Let’s revisit the last example in the previous chapter now. The different specialized implementations of dictionaries (Dictionary, SortedDictionary) all implement the interface IDictionary. So in the last example in the previous chapter, we set the return type of the method to IDictionary, and we changed the calling code to work in terms of that role rather than work with the type of the object.

This is a powerful technique. A role is more abstract than a type. By moving our thinking up to “what roles is each object capable of” rather than “What type of thing is this”, we create opportunities for phones that can also take photographs, or act as music players.

And putting a separate and explicit “contract” between our components — one side promises to fulfil the contract, the other side only uses the object in terms of what has been promised — leads to improved reliability in our systems.

It is quite easy now for us to go back to our example at the end of the last chapter and choose some different dictionary implementation in the letterFreqs method. As long as our new choice implements IDictionary, nothing else will need changing.

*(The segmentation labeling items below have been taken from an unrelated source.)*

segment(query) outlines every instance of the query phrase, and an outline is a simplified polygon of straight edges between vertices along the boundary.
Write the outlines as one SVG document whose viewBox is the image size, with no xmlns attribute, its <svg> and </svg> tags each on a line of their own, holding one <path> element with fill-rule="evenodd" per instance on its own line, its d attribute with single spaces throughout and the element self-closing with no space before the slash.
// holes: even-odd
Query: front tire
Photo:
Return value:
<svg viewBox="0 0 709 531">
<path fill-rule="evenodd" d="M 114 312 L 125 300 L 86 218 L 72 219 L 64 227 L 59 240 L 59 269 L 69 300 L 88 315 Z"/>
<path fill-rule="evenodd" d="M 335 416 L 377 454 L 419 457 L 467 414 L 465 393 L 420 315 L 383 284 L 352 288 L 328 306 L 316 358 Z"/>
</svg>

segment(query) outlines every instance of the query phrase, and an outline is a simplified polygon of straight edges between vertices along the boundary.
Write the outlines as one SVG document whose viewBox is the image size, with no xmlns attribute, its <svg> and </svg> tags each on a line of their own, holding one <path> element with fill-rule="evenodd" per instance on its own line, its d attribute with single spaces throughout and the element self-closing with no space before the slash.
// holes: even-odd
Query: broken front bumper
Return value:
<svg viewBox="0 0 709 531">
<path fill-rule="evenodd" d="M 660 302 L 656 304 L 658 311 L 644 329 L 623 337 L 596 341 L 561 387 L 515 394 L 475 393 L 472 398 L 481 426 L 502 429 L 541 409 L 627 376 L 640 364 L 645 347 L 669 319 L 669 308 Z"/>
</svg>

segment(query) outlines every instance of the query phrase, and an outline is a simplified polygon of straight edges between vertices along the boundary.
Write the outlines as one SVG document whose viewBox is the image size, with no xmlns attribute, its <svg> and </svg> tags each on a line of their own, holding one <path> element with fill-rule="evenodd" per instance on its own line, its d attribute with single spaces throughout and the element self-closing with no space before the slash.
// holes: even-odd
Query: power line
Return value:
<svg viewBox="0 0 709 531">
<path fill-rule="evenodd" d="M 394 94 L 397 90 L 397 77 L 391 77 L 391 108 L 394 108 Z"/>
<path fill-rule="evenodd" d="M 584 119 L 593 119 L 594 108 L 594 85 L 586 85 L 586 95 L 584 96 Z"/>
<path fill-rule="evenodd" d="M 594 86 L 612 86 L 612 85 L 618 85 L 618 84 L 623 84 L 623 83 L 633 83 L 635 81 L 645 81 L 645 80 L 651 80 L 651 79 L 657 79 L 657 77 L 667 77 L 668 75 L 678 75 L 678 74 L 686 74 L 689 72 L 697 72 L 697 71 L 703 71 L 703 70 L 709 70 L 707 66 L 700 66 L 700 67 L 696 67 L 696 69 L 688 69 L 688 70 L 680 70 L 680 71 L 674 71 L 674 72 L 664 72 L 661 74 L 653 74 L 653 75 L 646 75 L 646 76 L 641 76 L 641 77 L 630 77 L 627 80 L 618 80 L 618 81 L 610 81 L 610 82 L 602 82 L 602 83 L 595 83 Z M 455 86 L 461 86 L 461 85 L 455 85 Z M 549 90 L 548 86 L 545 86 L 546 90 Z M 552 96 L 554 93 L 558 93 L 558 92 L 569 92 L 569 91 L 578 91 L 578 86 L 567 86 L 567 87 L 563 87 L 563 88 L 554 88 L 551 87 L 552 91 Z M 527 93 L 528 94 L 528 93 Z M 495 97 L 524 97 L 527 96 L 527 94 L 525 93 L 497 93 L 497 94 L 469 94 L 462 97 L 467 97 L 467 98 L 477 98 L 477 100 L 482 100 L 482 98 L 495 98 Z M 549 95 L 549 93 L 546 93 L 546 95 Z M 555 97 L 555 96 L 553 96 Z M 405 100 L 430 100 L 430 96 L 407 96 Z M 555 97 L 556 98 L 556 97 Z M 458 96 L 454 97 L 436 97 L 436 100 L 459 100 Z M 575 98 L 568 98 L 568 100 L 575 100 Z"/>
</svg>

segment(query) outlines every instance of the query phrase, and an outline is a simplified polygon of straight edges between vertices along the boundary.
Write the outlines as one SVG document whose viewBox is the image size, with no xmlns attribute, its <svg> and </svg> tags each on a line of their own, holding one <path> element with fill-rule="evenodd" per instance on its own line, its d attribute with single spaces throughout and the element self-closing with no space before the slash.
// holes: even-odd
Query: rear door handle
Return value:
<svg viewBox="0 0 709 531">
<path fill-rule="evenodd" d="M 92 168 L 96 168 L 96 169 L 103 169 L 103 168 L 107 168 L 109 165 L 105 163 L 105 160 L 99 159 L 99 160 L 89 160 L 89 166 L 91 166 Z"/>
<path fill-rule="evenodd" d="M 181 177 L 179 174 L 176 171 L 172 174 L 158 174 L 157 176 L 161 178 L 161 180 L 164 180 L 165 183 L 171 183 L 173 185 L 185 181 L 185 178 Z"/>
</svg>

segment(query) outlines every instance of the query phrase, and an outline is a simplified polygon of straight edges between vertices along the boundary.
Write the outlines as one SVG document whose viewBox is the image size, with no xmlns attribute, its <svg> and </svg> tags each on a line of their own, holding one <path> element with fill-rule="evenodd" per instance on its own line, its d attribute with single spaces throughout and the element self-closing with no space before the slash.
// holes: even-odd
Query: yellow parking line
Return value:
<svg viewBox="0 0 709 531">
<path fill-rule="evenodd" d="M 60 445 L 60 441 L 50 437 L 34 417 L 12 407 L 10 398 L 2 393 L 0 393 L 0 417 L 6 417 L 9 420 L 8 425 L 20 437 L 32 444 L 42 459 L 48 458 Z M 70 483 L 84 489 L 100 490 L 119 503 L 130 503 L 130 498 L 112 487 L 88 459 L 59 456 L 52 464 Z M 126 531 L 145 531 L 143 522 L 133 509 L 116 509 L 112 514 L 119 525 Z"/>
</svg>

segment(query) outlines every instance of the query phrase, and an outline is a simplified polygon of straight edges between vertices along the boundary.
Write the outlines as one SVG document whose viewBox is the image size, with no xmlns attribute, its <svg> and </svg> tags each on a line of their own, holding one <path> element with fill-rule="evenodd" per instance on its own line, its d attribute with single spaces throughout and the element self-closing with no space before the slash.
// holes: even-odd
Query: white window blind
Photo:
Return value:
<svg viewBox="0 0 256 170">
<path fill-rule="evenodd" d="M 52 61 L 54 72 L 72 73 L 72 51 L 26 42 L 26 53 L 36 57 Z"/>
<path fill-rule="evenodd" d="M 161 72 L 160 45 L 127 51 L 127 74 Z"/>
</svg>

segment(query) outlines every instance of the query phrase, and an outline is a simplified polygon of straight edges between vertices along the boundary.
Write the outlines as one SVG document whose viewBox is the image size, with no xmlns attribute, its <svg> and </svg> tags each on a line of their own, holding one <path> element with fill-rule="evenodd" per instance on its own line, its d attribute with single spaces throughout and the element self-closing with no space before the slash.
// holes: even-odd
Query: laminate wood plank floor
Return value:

Interfaces promote a kind of plug-and-play approach to software components, just as our USB interface allows a kind of plug-and-play way of hooking devices up to each other. As long as the interface is supported, we no longer have to care about the type of the object.

30.6. Glossary

implement an interface
A class that agrees to an interface contract is agreeing to provide certain functionality. It does so by providing properties and methods (and even other kinds of members) that fulfil its obligations.
interface (the informal usage)
The way something interacts with other components outside of itself. A gear lever in a motor car is an interface to the gearbox. In programming we use the word loosely to mean “the public members of a class”.
interface (a formal programming interface)
A specification of what methods and members an implementing class promises to the consumer of the functionality. Classes can implement many different interfaces.
role
Something that an object can do, as opposed to what it fundamentally is.
type cast
A conversion from one type to another.
type test
A test that lets us determine if an object is convertible to a specific type.

30.7. Exercises

  1. We want an interface called IMusicPlayer. What methods and members should an object have so that others can interact with it in its role as a music player?
  2. Some types are ICloneable. Look up the interface, discover what members it promises. Find at least two types that are cloneable, and two that are not. Are arrays cloneable? Are lists cloneable? What about DateTime and dictionaries?
  3. Serialization of an object means “to convert it into some textual representation”. For example, our XAML text is a serialized representation of the GUI window we design. Many types of objects can be serialized, so, as we might expect, there is an interface called ISerializable. Look up help for ISerializable and determine what members a class must provide in order to fulfil this role.